A more significant challenge for India is its immediate neighbourhood. All six other South Asian countries are underdeveloped, least developed, or developing and have political and diplomatic tensions with each other. The only region-wide South Asian Association for Regional Cooperation (SAARC) is non-functional, mainly due to an ongoing tense relationship and irreconcilable differences between India and Pakistan.

A cycle of improvement and derailment in the inter-state relationship is a constant feature of South Asia. Bangladesh, the only country with which India had a degree of stable relationship for many years, has come unstuck with the ousting of Prime Minister Sheikh Hasina and her refuge in India. Japan and India supported the Hasina government to develop infrastructure and improve trade bilaterally and multilaterally. Now, there are strong anti-India sentiments in Bangladesh. With an interim government in Dhaka and the resultant political uncertainty, it is unclear how the country will recover and pick up its economic growth path.
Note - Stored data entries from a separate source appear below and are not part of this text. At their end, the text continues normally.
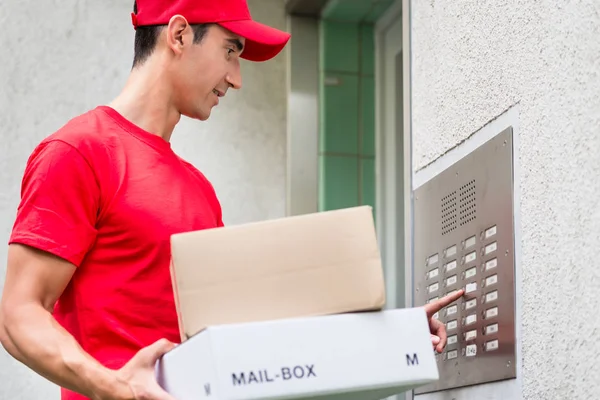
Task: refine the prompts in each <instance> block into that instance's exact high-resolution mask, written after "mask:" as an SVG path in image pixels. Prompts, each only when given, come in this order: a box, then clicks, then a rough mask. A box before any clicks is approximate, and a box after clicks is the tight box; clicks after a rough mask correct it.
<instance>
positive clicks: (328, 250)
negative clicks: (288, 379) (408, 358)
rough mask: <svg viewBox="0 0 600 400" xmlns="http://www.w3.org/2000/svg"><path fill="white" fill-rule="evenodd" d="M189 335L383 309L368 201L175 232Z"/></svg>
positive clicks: (172, 253) (173, 247) (173, 260)
mask: <svg viewBox="0 0 600 400" xmlns="http://www.w3.org/2000/svg"><path fill="white" fill-rule="evenodd" d="M171 244H172V257H173V281H174V286H175V295H176V296H177V297H178V298H177V301H176V303H177V306H178V311H179V313H180V321H181V322H180V323H181V324H182V325H183V326H182V332H183V335H184V337H183V338H182V339H185V338H186V337H190V336H192V335H194V334H195V333H197V332H199V331H200V330H202V329H203V328H205V327H206V326H210V325H221V324H228V323H238V322H251V321H263V320H270V319H278V318H288V317H299V316H313V315H325V314H332V313H341V312H352V311H366V310H377V309H381V308H382V307H383V305H384V303H385V287H384V279H383V270H382V266H381V259H380V254H379V247H378V244H377V240H376V234H375V225H374V222H373V215H372V209H371V207H368V206H362V207H354V208H348V209H343V210H335V211H328V212H321V213H315V214H309V215H302V216H295V217H288V218H280V219H276V220H270V221H264V222H255V223H251V224H244V225H238V226H231V227H224V228H218V229H210V230H204V231H196V232H188V233H182V234H177V235H173V236H172V239H171Z"/></svg>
Because of India’s strained relations with most of its neighbouring countries, New Delhi has a constrained role overall in the development process of its neighbouring countries. Furthermore, the growing Chinese influence around India offers significant strategic road bumps, challenging New Delhi’s role as an effective voice of the Global South.

Furthermore, new actors are emerging on the horizon: Brazil and South Africa, for example, and another Asian power, Indonesia, especially under its new President, Prabowo Subianto. Additionally, global south countries are not one unit and do not always have the same dreams, although they share the same bed.
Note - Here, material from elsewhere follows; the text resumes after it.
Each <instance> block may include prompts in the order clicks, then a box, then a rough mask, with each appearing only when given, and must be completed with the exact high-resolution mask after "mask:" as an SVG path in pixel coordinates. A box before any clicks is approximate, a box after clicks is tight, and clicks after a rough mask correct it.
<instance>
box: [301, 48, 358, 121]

How India leads as a key player and engages other competitors and like-minded countries to make a political pact that amplifies the voice and positions of the Global South internationally will determine India’s leadership role as a bridge between the North and South and a powerful spokesperson of the Global South.

(Purnendra Jain/ The University of Adelaide)

The views expressed in the document are those of the author(s) and neither the Institute of Developing Economies nor the Japan External Trade Organization bears responsibility for them.